シート座面計測上の基準点のあり方に関する経緯:

  1. 日ボが最初に規格艇の諸数値を規定した昭和40年代?の当時は、シート座面には穴が無く、シート座面の最下点を基準点としていた。穴の無いシートでは、シートの最下点は誰が見ても同じとなっていた。
  2. 穴の無いシートの時代が長く続いたが、昭和50年代中ごろから、シェル艇用のシート座面に小さな穴が空いたシートが出回り始めた。しかし、この穴は直径が4cm程度と小さく、且つ、上記の国産の標準的形状のシート座面に穴を空けただけであり、穴の周囲のポイントを基準点とすることで、何ら実際上の問題は無かった。
  3. 平成に入って、欧米ボートビルダーの輸入艇が入り、レース艇は輸入艇という時代になった。

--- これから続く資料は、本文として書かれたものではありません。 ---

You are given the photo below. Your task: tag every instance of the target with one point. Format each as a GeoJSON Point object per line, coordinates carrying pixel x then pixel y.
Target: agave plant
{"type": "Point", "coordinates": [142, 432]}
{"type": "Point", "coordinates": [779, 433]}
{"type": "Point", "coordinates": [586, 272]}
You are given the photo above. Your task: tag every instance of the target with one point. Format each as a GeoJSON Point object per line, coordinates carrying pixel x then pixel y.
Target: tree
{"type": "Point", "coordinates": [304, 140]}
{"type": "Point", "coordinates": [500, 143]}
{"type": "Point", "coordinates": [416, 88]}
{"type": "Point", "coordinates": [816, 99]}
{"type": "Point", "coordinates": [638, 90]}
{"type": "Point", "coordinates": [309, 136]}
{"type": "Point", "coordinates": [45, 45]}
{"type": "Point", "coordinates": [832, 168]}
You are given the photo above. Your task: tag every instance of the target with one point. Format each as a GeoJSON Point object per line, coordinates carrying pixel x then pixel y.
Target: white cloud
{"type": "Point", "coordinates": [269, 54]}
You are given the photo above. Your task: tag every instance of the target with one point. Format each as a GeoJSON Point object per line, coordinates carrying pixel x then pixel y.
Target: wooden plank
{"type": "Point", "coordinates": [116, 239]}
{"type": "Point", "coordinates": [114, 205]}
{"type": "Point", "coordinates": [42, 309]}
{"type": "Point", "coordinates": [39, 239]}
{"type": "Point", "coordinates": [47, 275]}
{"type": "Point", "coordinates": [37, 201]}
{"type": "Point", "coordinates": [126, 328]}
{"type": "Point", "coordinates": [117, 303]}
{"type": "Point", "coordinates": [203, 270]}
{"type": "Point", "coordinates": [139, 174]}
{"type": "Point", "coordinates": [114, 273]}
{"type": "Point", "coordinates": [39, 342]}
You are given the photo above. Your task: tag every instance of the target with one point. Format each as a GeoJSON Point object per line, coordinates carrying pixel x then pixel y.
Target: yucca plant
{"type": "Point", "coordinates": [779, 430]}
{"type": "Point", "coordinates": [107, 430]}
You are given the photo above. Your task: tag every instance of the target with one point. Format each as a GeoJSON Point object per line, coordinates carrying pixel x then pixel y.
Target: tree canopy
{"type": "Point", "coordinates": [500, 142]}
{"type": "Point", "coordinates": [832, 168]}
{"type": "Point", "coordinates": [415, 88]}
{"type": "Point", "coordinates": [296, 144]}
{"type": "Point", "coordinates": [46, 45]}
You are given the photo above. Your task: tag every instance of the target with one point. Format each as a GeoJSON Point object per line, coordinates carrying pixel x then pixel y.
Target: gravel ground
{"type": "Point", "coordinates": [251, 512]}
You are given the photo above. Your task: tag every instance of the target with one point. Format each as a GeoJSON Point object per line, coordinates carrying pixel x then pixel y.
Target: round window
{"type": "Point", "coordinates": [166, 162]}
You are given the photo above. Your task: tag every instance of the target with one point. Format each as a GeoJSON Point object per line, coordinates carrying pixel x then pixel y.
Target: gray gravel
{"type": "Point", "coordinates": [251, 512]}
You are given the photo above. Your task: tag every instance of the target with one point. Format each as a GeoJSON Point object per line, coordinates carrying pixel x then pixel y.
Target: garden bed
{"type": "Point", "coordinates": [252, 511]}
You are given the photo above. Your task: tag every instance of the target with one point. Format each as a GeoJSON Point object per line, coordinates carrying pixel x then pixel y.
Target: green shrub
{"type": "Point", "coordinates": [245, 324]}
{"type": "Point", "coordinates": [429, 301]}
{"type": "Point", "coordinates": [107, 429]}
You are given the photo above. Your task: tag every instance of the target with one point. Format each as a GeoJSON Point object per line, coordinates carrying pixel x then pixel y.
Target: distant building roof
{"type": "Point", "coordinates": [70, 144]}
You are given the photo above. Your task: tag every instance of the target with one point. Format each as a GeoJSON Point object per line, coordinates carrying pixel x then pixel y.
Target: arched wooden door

欧米の輸入艇に取り付けられている殆どのシートは、座面に大きめな穴が空いていた。穴は直径6cm強の大きなモノが多く、前術の日本式の座面位置基準点の設定要領では、基準点の設定が難しくなってきた。
  4. おやじがT大ボート部のコーチをしていた1990年初期の頃、穴の空いたシートで、どこを基準点とすべきか迷い、種々文献をあたった。当時日本で出回っていた、米M.Purcer著の"Rigging"なる本があり、これには、「座面穴とシート座面前端の中間位置」と書かれていた。しかし、この方法では、何やら位置の特定が難しく、これでは計測者に拠って、数値が変わってしまう。また、RedgraveのComplete Bookには、シートの前端を基準とすべしと記載あり。要するにシート座面の計測点は、その当時は標準化された手法が無いという事が分かった。そこで、T大では座面センターライン上の一番低いところを基準点とすることとした。
  5. 一方、日ボの方は、1)、2)の国内での経緯を重視したのか、未だに2)の要領で計測している。しかしながら、この方法はポイントが明確にならず、計測者によって数値がバラツクという問題あり。コーチやクラブに拠っては、穴からメジャーの先端を差し込み、座面の裏側を基準点にしているケースもある模様。これでは、一体何を計測するのか分からなくなってしまう。

以上の経緯より、ボート初心者をユーザーとするレク艇開発PJでは、シート座面の計測点を簡単明瞭に規定する意味でシートセンターライン上の最下点、即ち、T大の手法を採用することした。